Database and Business Intelligence : 2013

Wednesday, September 18, 2013

How to Delete duplicate records in Oracle table

Many times we get duplicate records in a table. Mostly we can truncate the whole table and reload it again from source, but if the table is big and takes long time to reload, we should probably not truncate the table and reload it again. We can manually run a script to delete all the duplicates from the table and make it clean for users.

There are various approaches through which we can delete duplicate records, but my favorite is by row_id

Here is a script to perform that

DELETE FROM
table_name A
WHERE
a.rowid >
ANY (
SELECT
B.rowid
FROM
table_name B
WHERE
A.col1 = B.col1
AND
A.col2 = B.col2
);

Please note that you must specify all of the columns that make the row a duplicate in the SQL where clause.
Hope this is helpful. :)

Tuesday, July 16, 2013

How to truncate a partition of a table in Oracle with Informatica Pre SQL

So, I only wanted to delete a set of data from a huge table and not wanted to truncate the whole table, as it would take long time to reload all the data.So I decided to partition the table by list on a column values. I created informatica mappings for each partition separately and put all the sessions in one workflow. Now here is the trick I applied. For each session's properties in under mapping tab, click on the target and scroll down, you will see a PRE SQL section where you write a truncate statement.

ALTER TABLE table_name TRUNCATE PARTITION partition_name;

Click OK and save the workflow. I did this for all the sessions, basically for each partition I had created.
This allows me to run the sessions manually if I want and run one at a time or all of them. Pre and Post sql options are awesome and gives you lots of flexibility to work with.

List all the table information with specified column_name

Say, we have a column_name and we want to find out which table it belongs to, or to know all the tables and views have this column. Here is my way

SELECT * FROM ALL_TAB_COLUMNS
WHERE COLUMN_NAME = 'ID'

OR

SELECT * FROM ALL_TAB_COLUMNS
WHERE COLUMN_NAME LIKE '%ID%'

Always use upper case for column_name value. It will list all the tables info along with the owner schema.

Tuesday, June 25, 2013

How to Create Index on a table in Oracle

Here is the syntax to create an index on a table in oracle:

CREATE INDEX INDEX_NAME ON TABLE_NAME(COLUMN_NAME);

If you want to specify tablespace you can do it as follows:

CREATE INDEX INDEX_NAME ON TABLE_NAME(COLUMN_NAME)
TABLESPACE TABLE_SPACE;

Isn't that easy?

Wednesday, June 19, 2013

How to add more columns to an existing table with a simple SQL in Oracle

Most of you may know that you can add a column easily with Toad by going through add column wizard or Alter table wizard. Let's say if you have to add lots of columns to a table, I would rather write a simple sql code than to add columns through wizard. Here is the simple sql you can write for the same

Alter table_name add

(column_a datatype,

column_b datatype,

column_c datatype,

column_d datatype,

....

)

You can add as many columns as you want in just one shot. Is' nt that useful??

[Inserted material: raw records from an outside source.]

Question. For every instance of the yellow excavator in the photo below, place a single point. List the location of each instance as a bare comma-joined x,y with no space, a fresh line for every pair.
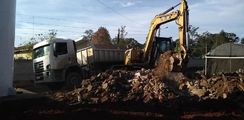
156,46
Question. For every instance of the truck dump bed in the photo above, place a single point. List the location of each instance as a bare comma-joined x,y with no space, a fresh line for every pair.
91,55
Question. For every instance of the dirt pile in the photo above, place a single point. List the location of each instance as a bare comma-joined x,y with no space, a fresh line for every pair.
143,86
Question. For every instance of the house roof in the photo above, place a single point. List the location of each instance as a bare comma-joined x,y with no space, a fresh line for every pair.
228,49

Create a Table from another table/sql with/without copying data in Oracle

Sometimes we need to create a table from a specified pl/sql code or other table. Say we only want to create the table columns and not copy the data. Here is the sql code to create a table from another table along with data.

Create table table_name as Select * from table_a

You can substitute red part of the query to any sql query. This will create table with all the data in it. Now, I want to create the same table but without copying the data. It's actually very simple, you only have to add a where clause to restrict the row number to zero. This is how you can write it:

Create table table_name as Select * from table_a where 1=0

This could be useful when you have to create a table from different table columns. This automatically adapts datatypes of columns.

Wednesday, June 5, 2013

How to add ON DELETE CASCADE feature to a table/constraint when the foreign key constraint is already added?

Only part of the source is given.